Building Math Agents with Multi-Turn Iterative Preference Learning
Wei Xiong, Chengshuai Shi, Jiaming Shen, Aviv Rosenberg, Zhen Qin, Daniele Calandriello, Misha Khalman, Rishabh Joshi, Bilal Piot, Mohammad Saleh, Chi Jin, Tong Zhang, Tianqi Liu
2024-09-06

Summary
This paper talks about a new method for improving how language models solve math problems by using a technique called multi-turn iterative preference learning.
What's the problem?
While large language models (LLMs) have become good at solving math problems, they often need extra tools and methods to improve their reasoning. Current approaches mainly focus on generating synthetic data and fine-tuning the models, but they don’t fully address the complexities of solving problems that require multiple steps or interactions.
What's the solution?
The authors introduce a new framework that focuses on direct preference learning specifically for multi-turn interactions.

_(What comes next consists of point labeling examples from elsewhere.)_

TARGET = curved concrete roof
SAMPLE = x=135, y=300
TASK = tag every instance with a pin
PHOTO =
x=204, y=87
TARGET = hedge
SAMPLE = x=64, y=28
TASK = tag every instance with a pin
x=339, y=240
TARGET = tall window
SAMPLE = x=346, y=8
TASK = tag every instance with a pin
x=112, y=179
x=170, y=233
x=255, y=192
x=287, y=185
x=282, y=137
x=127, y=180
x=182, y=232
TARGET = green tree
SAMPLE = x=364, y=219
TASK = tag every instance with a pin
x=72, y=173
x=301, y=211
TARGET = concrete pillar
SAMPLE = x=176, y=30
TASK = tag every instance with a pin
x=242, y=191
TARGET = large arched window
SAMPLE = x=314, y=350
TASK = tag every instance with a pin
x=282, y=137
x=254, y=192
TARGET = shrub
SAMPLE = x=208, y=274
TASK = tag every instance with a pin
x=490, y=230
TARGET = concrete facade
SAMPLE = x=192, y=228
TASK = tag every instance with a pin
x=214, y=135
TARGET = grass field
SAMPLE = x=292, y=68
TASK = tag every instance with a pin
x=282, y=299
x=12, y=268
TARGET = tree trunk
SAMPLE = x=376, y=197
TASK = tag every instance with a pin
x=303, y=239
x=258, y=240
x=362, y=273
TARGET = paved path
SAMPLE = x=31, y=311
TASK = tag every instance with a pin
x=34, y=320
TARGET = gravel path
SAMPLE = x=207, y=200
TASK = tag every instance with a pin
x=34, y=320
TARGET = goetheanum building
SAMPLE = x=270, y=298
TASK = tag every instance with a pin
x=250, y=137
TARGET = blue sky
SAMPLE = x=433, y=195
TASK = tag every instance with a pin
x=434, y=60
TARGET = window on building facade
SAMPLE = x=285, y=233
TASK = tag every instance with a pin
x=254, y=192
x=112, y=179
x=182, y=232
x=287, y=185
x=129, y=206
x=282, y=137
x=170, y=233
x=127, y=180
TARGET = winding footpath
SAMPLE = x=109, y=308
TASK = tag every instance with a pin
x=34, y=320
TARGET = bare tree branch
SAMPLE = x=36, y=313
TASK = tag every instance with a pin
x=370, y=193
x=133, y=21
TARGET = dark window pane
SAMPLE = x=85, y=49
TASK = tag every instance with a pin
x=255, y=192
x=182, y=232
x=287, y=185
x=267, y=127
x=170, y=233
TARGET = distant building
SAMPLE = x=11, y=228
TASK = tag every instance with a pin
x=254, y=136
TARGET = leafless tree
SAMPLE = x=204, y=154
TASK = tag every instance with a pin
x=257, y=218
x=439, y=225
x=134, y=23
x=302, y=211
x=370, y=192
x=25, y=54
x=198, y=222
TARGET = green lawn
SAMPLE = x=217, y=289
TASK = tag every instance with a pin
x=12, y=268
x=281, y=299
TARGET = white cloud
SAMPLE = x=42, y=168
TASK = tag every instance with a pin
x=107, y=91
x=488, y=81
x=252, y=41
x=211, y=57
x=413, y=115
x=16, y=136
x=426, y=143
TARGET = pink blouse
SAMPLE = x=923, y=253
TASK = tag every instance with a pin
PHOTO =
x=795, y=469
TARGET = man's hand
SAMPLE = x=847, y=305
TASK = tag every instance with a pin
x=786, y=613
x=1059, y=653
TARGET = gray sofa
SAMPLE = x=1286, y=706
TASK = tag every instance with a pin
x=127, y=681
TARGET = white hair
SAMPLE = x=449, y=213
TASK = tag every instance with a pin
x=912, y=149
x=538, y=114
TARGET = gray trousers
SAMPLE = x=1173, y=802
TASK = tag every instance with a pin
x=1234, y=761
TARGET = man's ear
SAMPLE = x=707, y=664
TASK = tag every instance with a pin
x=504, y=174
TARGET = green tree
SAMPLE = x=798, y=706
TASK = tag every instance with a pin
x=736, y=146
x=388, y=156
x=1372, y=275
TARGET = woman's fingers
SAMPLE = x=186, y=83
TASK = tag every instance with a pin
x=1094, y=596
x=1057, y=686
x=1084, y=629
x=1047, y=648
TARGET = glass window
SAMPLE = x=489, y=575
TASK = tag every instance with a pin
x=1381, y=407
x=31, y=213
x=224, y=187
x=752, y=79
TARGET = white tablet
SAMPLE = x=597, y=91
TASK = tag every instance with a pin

This means the model learns from feedback over several exchanges, allowing it to better integrate tools like code interpreters while solving math problems. They implemented this framework with two specific methods: multi-turn DPO and multi-turn KTO, and tested it using data from math problem datasets like GSM8K and MATH. The results showed significant improvements in the models' performance on these tasks.
Why it matters?
This research is important because it enhances the ability of language models to solve complex math problems more effectively. By improving how these models learn from interactions, it can lead to better educational tools and applications that help students understand math concepts more easily.
Abstract
Recent studies have shown that large language models' (LLMs) mathematical problem-solving capabilities can be enhanced by integrating external tools, such as code interpreters, and employing multi-turn Chain-of-Thought (CoT) reasoning. While current methods focus on synthetic data generation and Supervised Fine-Tuning (SFT), this paper studies the complementary direct preference learning approach to further improve model performance. However, existing direct preference learning algorithms are originally designed for the single-turn chat task, and do not fully address the complexities of multi-turn reasoning and external tool integration required for tool-integrated mathematical reasoning tasks. To fill in this gap, we introduce a multi-turn direct preference learning framework, tailored for this context, that leverages feedback from code interpreters and optimizes trajectory-level preferences. This framework includes multi-turn DPO and multi-turn KTO as specific implementations. The effectiveness of our framework is validated through training of various language models using an augmented prompt set from the GSM8K and MATH datasets. Our results demonstrate substantial improvements: a supervised fine-tuned Gemma-1.1-it-7B model's performance increased from 77.5% to 83.9% on GSM8K and from 46.1% to 51.2% on MATH. Similarly, a Gemma-2-it-9B model improved from 84.1% to 86.3% on GSM8K and from 51.0% to 54.5% on MATH.